Resources for troubleshooting and questions: My eyes, GitHub, Google, StackOverflow, W3Schools and #CODENEWBIE Forum.
- My eyes — Seriously, proof-reading and double-checking casing helped me catch a couple of small errors along the way.
- GitHub — I was having issues with an add-on I used. I saw that the project was recently active on GitHub and submitted an issue via GitHub. The developer responded promptly and was able to provide me with helpful information. (The issue was that I include a non-minified version of their css whereas the minified version of their .css which should be used for production included vendor specific css that solved issues with cross-browser compatibility.)
- Google — Google definitely helped me find random bits of information I was looking for and tended to point me at: StackOverflow and W3Schools which are both very helpful resources. W3Schools covers ALL things HTML/CSS and is very helpful when searching for the correct css property or if you would like to see all of the possible values.
- #CODENEWBIE forum— Prior to reaching out to the developer on GitHub…I posted on #CODENEWBIE’s forum to see if anybody had any suggestions for debugging on mobile devices when the actual site displays differently on a computer’s mobile developer tools versus an actual device. The issue ended up getting resolved by contacting the developer directly (cross-browser compatibility issue) but I did get useful information for the next time I encounter a similar issue.
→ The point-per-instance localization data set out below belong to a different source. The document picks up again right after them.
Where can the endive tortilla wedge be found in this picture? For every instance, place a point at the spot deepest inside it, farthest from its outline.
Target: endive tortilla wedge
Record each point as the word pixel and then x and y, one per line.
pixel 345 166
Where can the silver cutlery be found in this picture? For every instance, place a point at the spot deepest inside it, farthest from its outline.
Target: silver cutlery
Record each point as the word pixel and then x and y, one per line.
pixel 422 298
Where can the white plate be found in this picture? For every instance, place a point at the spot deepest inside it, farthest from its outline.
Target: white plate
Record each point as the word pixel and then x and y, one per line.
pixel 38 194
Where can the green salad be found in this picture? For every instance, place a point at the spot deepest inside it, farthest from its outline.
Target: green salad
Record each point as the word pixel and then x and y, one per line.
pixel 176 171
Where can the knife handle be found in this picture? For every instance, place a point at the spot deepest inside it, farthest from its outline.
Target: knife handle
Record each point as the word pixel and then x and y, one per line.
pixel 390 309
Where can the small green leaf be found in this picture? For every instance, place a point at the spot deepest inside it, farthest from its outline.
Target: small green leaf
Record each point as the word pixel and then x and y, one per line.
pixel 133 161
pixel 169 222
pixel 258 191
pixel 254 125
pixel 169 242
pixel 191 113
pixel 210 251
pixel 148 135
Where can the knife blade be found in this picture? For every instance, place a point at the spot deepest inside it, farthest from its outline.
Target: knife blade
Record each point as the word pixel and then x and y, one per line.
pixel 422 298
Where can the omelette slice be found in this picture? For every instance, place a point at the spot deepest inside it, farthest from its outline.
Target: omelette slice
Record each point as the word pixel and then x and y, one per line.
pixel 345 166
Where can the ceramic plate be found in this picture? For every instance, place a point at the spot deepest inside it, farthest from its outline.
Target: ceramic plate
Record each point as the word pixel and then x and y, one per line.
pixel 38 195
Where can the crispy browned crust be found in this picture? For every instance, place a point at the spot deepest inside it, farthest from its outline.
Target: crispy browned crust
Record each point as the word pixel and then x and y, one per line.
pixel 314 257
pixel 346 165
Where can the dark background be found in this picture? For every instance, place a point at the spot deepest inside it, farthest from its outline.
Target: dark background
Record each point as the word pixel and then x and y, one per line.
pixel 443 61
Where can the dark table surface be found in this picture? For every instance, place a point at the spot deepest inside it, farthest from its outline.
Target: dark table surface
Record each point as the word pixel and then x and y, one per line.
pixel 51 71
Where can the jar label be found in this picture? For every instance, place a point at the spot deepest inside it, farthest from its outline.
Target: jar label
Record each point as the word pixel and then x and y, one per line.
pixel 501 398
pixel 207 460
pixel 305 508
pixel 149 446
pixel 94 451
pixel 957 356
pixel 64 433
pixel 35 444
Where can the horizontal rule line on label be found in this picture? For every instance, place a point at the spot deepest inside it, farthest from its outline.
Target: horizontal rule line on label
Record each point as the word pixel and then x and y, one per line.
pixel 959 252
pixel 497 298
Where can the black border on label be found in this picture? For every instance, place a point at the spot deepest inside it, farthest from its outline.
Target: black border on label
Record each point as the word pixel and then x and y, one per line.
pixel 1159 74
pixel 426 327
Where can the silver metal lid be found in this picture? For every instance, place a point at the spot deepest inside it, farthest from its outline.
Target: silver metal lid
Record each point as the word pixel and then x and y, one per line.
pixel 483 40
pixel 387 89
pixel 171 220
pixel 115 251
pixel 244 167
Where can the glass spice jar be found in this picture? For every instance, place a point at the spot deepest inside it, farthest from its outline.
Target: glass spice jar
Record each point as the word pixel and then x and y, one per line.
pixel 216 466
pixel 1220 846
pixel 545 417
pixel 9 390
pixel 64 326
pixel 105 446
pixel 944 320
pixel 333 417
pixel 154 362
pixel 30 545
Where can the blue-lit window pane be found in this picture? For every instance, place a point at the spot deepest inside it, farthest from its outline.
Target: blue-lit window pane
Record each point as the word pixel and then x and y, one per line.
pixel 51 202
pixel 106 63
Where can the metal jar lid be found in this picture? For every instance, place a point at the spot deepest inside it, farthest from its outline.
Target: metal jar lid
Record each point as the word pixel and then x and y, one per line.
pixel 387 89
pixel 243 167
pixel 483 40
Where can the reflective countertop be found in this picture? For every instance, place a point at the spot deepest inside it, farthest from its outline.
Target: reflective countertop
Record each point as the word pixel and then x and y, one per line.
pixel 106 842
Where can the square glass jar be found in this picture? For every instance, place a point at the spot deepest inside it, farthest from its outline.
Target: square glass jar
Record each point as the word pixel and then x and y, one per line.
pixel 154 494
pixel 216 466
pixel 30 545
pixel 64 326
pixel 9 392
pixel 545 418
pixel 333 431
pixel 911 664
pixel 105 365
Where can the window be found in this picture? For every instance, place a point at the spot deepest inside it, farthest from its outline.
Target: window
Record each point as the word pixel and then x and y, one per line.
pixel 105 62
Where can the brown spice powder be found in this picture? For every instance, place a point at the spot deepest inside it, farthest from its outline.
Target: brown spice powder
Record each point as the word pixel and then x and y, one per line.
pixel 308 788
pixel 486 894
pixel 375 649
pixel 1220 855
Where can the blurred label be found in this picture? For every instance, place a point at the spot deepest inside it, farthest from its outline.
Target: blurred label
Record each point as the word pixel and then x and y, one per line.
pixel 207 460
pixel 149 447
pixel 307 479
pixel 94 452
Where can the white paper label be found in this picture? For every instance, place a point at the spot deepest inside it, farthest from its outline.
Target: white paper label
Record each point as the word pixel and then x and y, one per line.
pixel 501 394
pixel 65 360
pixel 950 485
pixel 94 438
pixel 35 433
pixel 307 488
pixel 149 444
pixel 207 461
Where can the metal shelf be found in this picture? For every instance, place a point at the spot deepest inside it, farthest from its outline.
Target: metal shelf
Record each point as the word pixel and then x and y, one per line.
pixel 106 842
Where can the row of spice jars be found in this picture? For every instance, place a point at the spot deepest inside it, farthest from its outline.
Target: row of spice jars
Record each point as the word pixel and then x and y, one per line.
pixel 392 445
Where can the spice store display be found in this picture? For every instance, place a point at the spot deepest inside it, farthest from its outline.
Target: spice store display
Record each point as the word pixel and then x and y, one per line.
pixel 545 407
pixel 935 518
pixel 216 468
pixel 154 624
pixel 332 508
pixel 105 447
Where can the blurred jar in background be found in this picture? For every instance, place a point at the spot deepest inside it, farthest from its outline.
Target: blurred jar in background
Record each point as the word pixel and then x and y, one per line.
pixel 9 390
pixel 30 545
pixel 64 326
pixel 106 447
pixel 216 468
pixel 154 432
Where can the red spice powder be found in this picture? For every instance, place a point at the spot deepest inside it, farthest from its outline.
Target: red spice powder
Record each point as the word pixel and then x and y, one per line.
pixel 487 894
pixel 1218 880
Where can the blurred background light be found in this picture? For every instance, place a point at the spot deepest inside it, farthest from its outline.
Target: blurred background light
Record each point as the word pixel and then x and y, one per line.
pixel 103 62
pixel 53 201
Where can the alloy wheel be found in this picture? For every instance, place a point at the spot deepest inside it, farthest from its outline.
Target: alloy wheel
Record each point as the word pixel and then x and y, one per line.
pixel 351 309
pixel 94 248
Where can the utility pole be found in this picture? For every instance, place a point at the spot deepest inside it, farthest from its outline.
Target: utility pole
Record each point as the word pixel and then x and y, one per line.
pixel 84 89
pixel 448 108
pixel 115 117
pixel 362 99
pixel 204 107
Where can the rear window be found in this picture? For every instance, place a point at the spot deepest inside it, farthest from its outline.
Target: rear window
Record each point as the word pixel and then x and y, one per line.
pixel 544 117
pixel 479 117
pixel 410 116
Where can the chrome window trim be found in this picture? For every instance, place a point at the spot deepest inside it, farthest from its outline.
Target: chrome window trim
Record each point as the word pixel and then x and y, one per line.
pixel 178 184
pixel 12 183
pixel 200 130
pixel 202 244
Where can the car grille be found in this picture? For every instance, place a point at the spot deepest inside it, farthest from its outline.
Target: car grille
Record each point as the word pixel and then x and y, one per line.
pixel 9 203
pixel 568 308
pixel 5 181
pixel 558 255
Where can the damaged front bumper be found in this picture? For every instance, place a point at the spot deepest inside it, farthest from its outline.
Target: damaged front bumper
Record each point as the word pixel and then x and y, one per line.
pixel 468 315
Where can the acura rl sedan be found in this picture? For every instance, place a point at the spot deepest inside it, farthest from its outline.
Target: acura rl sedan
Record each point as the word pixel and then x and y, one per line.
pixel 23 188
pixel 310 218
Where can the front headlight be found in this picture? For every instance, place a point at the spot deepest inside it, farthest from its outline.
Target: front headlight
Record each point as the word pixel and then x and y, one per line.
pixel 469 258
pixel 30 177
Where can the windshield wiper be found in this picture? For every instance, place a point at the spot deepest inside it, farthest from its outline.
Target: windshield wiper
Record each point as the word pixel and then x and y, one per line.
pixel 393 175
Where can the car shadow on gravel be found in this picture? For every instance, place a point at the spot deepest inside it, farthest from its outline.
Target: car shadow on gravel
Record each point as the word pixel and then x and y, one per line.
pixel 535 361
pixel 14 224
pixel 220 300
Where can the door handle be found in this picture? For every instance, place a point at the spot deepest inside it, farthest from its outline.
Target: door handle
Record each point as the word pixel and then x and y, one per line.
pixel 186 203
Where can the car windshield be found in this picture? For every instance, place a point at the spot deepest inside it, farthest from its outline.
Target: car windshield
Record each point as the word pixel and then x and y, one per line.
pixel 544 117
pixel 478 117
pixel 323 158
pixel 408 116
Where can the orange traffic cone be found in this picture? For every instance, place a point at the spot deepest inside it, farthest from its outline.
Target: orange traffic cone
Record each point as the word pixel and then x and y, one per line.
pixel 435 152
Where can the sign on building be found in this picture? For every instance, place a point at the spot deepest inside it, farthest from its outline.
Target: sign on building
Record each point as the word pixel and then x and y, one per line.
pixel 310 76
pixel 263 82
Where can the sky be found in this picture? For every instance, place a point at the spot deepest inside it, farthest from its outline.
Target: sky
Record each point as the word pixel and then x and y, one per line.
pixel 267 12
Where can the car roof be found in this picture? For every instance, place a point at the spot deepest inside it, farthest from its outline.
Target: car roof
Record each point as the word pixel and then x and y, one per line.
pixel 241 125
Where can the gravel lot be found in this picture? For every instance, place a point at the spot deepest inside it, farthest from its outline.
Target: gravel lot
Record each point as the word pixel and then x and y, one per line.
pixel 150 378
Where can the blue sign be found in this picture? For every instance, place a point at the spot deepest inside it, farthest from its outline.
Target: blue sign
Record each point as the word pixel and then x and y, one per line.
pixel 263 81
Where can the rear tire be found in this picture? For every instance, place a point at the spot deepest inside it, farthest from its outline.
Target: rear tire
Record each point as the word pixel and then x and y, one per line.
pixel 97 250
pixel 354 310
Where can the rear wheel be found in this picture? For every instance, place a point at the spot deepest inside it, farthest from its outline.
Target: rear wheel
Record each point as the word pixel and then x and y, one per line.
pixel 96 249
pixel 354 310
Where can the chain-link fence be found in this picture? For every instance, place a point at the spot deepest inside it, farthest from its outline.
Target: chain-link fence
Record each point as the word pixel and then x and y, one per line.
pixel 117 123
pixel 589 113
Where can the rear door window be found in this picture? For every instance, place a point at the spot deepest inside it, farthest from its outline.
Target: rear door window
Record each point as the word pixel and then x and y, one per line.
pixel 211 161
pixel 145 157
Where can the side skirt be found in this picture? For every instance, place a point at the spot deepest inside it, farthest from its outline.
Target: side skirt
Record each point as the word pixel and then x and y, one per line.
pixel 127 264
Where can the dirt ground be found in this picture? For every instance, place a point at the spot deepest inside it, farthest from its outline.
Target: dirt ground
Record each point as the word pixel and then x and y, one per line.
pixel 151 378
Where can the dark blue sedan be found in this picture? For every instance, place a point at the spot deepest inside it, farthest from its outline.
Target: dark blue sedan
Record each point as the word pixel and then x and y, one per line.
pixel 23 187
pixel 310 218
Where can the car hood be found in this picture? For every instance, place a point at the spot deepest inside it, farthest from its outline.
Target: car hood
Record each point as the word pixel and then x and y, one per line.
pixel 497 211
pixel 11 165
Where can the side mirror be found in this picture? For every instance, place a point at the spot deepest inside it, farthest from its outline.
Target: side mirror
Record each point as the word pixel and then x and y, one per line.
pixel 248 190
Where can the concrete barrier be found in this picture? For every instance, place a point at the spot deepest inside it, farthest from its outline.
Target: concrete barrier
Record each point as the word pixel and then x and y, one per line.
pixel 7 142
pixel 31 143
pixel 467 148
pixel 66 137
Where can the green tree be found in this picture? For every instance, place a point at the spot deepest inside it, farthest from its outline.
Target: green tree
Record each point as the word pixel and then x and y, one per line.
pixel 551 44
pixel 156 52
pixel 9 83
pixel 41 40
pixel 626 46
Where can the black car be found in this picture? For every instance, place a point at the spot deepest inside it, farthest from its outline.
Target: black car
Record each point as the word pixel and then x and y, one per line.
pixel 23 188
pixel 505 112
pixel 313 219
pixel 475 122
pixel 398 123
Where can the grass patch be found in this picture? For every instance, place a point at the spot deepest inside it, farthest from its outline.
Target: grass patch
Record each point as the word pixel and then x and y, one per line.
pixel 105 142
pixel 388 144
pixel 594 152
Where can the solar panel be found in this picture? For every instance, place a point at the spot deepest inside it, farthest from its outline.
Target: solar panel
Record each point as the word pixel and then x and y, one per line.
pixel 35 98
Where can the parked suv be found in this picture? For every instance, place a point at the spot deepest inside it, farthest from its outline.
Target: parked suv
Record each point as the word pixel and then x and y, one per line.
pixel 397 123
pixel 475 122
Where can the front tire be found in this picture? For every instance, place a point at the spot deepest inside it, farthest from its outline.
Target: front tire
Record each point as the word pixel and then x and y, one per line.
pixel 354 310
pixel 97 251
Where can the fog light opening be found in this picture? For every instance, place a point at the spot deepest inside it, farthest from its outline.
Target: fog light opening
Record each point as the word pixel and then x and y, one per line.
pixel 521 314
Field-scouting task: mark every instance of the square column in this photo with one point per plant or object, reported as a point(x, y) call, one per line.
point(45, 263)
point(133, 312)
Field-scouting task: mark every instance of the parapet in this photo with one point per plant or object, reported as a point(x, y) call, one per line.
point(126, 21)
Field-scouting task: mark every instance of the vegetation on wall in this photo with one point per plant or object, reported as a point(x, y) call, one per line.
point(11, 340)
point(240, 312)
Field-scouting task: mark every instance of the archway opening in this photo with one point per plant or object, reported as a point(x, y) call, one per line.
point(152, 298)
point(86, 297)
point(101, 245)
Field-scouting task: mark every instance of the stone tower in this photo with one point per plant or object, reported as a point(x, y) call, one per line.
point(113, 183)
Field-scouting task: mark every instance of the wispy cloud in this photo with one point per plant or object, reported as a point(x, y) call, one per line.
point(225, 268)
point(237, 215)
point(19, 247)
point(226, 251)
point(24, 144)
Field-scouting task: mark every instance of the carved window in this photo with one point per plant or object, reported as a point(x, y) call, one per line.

Tools for architecture and styling: Sketch, Fotoroma, Google WebFonts Paradeiser, Skeleton (including Normalize.css) and Ionicons.
- Sketch (free 30-day trial)* — I used Sketch to wireframe when I was initially brainstorming ideas for my site.
- Fotorama — a jQuery plugin that I used to quickly generate a beautiful image slider.
- Google Web Fonts — I used this in order to make the font that I intended to display on my website accessible to more users.
- Paradeiser — A responsive, menu that displays well on mobile devices in effort to avoid a hamburger menu.
- Skeleton (including Normalize.css) — Skeletons is a barebones boilerplate for websites. I relied on Skeleton to create classes for my responsive grid. It includes Normalize.css which helps reduce discrepancies between different browsers.
- Ionicons — An icon fonts that I used for icons throughout my site.
The “Finished” Product (Is a website really ever done?):
Can be viewed at: www.aboutmonica.com
A screenshot of my website as of August 21st, 2015. (The software I used to generate the screenshot caused the black arrow on the right to appear multiple times — so please ignore that!)
Resources I want to use on my next project:
- Owl Carousel— An alternative to Fotorama for displaying image galleries.
- Angular.js— “HTML enhanced for web apps!”
- CreateHerStock — Stock images featuring women of color.
What are your favorite resources for web development? What tools are you looking forward to working with next?
This article was published on August 22, 2015.